LabVIEW

cancel
Showing results for 
Search instead for 
Did you mean: 

Can I increase the execution speed of this VI?

Solved!
Go to solution

This is a simple question - is there anyway to increase the execution speed of the VI below?  I am parallelizing the outer loop but given the sequential nature of the inner loop, I am not sure if there is anything else I can do.  The problem is that I am attempting to crunch a lot of data - each second I am producing about 1.25 MS/s and then attempting to accumulate this over 10 s (Data In) to perform the calculations below over several integration periods (iTime; currently 0.001, 0.01, 0.1, 1, and 3 s) - and it is causing an overrun on some other loops.  Any help is appreciated.

 

Allan Variance.png

0 Kudos
Message 1 of 16
(5,264 Views)

Two places I would start:

 

Use array subset instead of Delete from Array.

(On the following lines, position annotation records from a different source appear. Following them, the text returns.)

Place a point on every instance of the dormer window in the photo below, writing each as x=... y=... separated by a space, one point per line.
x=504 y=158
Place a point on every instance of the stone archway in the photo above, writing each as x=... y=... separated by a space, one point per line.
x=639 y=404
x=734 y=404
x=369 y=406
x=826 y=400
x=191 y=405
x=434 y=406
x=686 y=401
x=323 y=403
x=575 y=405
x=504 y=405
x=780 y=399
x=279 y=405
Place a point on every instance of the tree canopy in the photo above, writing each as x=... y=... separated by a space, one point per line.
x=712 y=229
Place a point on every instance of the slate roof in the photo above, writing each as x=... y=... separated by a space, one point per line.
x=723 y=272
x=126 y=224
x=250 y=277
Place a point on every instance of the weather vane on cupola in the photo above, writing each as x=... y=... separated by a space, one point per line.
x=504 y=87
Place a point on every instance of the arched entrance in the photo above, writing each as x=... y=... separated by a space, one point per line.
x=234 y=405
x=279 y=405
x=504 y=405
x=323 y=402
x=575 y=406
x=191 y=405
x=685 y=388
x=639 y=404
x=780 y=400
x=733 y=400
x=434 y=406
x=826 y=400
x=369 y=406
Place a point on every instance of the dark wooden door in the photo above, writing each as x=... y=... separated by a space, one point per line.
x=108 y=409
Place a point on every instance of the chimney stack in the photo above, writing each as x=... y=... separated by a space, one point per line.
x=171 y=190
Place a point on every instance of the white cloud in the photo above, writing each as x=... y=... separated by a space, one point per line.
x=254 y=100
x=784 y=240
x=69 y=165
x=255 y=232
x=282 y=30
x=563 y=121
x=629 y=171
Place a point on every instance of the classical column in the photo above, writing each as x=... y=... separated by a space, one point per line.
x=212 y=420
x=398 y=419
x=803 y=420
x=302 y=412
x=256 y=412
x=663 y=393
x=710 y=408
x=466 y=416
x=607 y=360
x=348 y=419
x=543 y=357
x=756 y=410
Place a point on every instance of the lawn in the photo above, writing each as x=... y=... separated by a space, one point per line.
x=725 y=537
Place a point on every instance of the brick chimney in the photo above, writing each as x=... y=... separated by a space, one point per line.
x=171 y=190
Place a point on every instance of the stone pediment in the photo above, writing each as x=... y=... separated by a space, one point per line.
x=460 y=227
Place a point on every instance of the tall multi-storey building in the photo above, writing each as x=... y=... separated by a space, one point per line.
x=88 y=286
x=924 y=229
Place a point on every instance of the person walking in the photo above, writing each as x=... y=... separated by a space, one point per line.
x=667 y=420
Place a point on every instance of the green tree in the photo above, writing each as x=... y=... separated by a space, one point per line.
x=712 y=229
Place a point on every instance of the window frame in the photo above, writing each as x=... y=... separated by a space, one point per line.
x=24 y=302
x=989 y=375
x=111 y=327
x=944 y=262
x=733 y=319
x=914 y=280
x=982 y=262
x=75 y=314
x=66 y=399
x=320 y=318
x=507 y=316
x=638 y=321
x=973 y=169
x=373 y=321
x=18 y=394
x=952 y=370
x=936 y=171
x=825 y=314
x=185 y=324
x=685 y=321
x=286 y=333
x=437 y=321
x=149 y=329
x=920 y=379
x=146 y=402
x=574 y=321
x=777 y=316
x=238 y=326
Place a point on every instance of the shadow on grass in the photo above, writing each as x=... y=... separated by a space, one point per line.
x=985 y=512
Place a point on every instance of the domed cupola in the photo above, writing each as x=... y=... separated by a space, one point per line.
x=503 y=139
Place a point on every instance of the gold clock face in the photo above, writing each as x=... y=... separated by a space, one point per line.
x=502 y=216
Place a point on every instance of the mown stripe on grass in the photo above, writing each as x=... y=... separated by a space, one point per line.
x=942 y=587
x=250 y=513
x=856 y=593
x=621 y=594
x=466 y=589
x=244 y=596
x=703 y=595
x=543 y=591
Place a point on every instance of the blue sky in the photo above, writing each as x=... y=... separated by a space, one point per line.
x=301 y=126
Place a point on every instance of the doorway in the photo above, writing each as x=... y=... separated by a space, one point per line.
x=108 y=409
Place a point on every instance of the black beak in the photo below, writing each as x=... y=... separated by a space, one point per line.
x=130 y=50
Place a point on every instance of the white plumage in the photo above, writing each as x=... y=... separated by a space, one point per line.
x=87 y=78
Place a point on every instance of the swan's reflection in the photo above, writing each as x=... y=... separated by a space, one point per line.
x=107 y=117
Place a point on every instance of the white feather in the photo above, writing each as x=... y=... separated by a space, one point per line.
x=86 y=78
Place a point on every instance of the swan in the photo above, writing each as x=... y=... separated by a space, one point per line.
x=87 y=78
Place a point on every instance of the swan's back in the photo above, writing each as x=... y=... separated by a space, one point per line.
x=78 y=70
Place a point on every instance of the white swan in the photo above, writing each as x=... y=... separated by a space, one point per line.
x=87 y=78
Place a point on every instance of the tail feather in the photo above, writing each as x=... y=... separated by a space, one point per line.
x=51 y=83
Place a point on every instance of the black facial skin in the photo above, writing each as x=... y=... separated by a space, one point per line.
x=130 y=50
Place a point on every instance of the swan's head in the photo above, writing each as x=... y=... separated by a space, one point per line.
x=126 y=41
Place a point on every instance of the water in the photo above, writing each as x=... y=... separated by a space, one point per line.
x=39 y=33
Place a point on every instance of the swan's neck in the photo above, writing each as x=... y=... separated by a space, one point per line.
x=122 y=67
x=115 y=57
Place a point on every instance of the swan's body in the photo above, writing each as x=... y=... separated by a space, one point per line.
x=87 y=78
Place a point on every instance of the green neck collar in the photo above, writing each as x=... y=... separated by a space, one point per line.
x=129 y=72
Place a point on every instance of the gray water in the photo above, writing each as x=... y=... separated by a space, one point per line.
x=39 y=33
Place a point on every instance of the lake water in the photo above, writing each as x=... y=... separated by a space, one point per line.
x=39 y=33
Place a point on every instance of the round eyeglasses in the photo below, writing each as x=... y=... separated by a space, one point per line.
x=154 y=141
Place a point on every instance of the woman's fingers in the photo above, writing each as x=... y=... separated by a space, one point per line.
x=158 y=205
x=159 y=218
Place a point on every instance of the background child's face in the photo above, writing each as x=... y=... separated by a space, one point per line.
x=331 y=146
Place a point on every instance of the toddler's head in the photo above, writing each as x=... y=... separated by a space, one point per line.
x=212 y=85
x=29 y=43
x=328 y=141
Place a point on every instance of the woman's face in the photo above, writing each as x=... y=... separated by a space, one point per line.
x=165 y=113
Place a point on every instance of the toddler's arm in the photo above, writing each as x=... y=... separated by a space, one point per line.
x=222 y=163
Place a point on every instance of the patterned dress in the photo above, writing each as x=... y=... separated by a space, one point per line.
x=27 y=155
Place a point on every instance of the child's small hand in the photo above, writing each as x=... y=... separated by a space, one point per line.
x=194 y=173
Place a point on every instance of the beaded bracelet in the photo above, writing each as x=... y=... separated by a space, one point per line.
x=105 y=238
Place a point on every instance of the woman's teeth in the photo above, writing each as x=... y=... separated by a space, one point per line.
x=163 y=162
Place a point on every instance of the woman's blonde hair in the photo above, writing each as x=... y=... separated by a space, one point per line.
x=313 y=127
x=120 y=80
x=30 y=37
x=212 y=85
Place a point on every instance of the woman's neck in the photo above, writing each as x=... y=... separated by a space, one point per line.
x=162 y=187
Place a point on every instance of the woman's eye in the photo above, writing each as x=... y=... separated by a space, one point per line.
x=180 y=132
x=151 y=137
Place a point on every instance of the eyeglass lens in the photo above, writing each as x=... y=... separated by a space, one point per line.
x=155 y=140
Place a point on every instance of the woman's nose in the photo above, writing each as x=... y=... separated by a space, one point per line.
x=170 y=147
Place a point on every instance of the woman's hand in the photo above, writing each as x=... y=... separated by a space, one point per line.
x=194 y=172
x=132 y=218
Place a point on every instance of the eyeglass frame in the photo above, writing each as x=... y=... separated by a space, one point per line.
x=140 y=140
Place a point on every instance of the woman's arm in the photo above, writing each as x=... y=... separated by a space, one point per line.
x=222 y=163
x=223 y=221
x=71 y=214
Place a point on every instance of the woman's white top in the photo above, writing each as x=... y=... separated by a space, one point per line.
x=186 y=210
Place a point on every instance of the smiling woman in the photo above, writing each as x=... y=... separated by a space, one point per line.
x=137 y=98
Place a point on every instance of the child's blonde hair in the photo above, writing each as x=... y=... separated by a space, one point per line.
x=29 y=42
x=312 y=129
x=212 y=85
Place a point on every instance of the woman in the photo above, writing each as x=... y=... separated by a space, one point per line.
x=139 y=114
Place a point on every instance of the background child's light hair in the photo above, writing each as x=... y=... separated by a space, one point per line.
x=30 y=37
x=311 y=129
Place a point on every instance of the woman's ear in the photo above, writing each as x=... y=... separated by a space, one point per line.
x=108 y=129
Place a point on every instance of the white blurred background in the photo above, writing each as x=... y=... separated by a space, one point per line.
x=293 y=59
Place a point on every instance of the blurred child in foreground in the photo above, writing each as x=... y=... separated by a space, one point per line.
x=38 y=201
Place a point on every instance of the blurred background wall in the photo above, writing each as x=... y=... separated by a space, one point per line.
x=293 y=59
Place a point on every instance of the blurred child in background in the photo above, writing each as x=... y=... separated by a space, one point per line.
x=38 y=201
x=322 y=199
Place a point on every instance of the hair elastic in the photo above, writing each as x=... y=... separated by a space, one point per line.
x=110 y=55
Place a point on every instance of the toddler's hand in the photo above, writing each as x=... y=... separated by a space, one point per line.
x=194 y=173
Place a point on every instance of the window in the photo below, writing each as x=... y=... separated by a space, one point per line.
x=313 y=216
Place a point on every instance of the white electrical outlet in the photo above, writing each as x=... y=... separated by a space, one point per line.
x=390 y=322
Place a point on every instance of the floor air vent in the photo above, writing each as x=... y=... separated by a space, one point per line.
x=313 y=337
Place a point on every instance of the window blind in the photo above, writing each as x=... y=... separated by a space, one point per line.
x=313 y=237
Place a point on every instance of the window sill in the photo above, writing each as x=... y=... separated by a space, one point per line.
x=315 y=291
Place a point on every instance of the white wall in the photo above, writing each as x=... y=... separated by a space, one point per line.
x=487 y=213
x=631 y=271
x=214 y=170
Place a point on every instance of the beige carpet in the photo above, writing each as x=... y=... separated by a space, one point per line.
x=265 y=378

Write your own Mean Vi which uses SGL precision.

0 Kudos
Message 2 of 16
(5,256 Views)

Hmmm....doesn't using Array Subset incur a calculation that Delete from Array doesn't?  I will have at least a multiplication node (i*chunk size) to add to the inner loop that was not there before to maintain the proper place.  On the other hand, that gets rid of the shift register.  Is there a significant difference in terms of performance between Array Subset and Delete...?

 

It looks like you are correct about the single precision math - can be considerably faster.  I will look into this.

 

Thanks, Darin.

 

Matt

0 Kudos
Message 3 of 16
(5,250 Views)
Solution
Accepted by topic author cirrusio

@mtat76 wrote:

Hmmm....doesn't using Array Subset incur a calculation that Delete from Array doesn't?  I will have at least a multiplication node (i*chunk size) to add to the inner loop that was not there before to maintain the proper place.  On the other hand, that gets rid of the shift register.  Is there a significant difference in terms of performance between Array Subset and Delete...?

 

It looks like you are correct about the single precision math - can be considerably faster.  I will look into this.

 

Thanks, Darin.

 

Matt


You should test in LV12, in previous versions Delete From Array is a dog, even when deleting from the end of the array.  I did a simple test, create an array of 50000 random numbers and take the average of consecutive chunks of 400 elements using both methods.  I even added a Reverse Array to the Subset test to match the behavior of Delete from Array. 

 

Results:

 

Delete:  2.7 msec

Subset: 200 usec

 

your mileage may vary.

Message 4 of 16
(5,236 Views)

@mtat76 wrote:

Hmmm....doesn't using Array Subset incur a calculation that Delete from Array doesn't?  I will have at least a multiplication node (i*chunk size) to add to the inner loop that was not there before to maintain the proper place.  On the other hand, that gets rid of the shift register.  Is there a significant difference in terms of performance between Array Subset and Delete...?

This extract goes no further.